THE GETTYSBURG GOSPEL: THE LINCOLN SPEECH NOBODY KNOWS

By Gabor Boritt, Simon & Schuster, $28, 415 pages, illustrated

The Gettysburg Address, perhaps the best-known speech by an American, has a curious history, as scholar Gabor Boritt shows in this definitive study.

For one thing, even today we hear arguments about whether the speech fell flat for listeners on Nov. 19, 1863, or whether they erupted in applause or sat in awed silence. Contemporary accounts of newspaper reporters (and others) vary wildly.

And, of course, there are the stories about Lincoln dashing off the speech while traveling to Gettysburg by train. Mr. Boritt weighs the evidence -- especially the original draft -- and reaches no firm conclusion, but he thinks it likely that Lincoln wrote the first part of the speech at the White House and then finished it in Gettysburg on the night before he spoke.

But Mr. Boritt's most surprising finding, at least to this reader, is that decades went by before most people came to recognize its greatness. This, and the likelihood that the address was completed with just hours to spare, calls into question the thesis of Garry Wills' "Lincoln at Gettysburg: The Words That Remade America."

Mr. Wills, whose 1992 book won a Pulitzer Prize, asserted that Lincoln, through his speech, had "stealthily" shifted the meaning of the Constitution in the direction of the Declaration of Independence.

Mr. Boritt, in his preface, contrasts Mr. Wills' work with that of Mary Shipman Andrews' "The Perfect Tribute," a 1906 fictional tale that did much to cement the idea that the speech was written on the train to Gettysburg.

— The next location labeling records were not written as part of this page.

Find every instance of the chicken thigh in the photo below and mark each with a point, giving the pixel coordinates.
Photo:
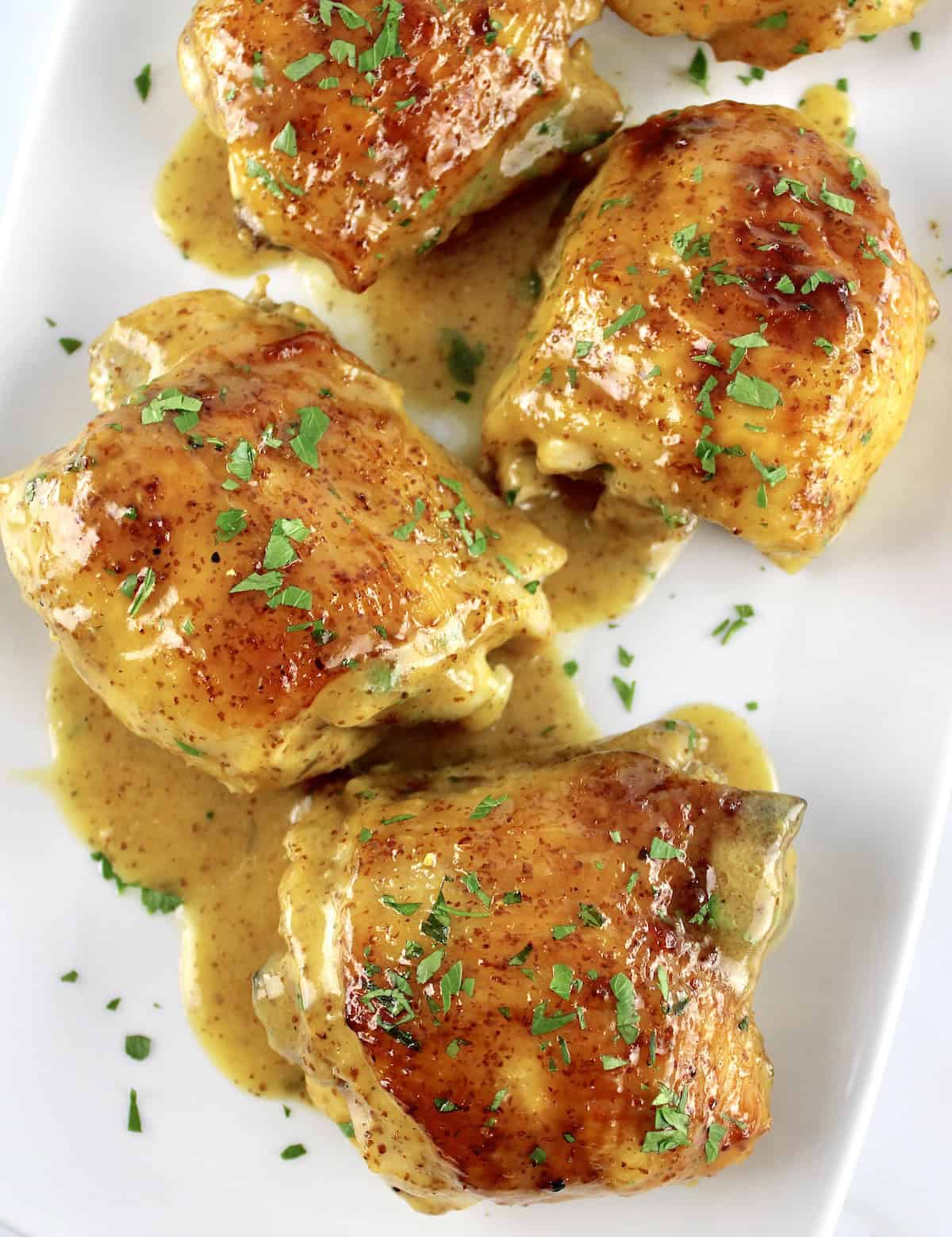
(767, 33)
(732, 331)
(536, 978)
(256, 559)
(360, 135)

"It is not surprising that the fiction writer, the artist, Andrews, for whom a moment of inspiration is all-important, sees Lincoln creating his speech in a flash of insight; and the scholarly writer, Wills, sees Lincoln laboring long and with care," Mr. Boritt writes, perceptively. "It takes a heroic effort for the students of Lincoln to separate themselves from their subjects. Most of us fail to a smaller or larger degree."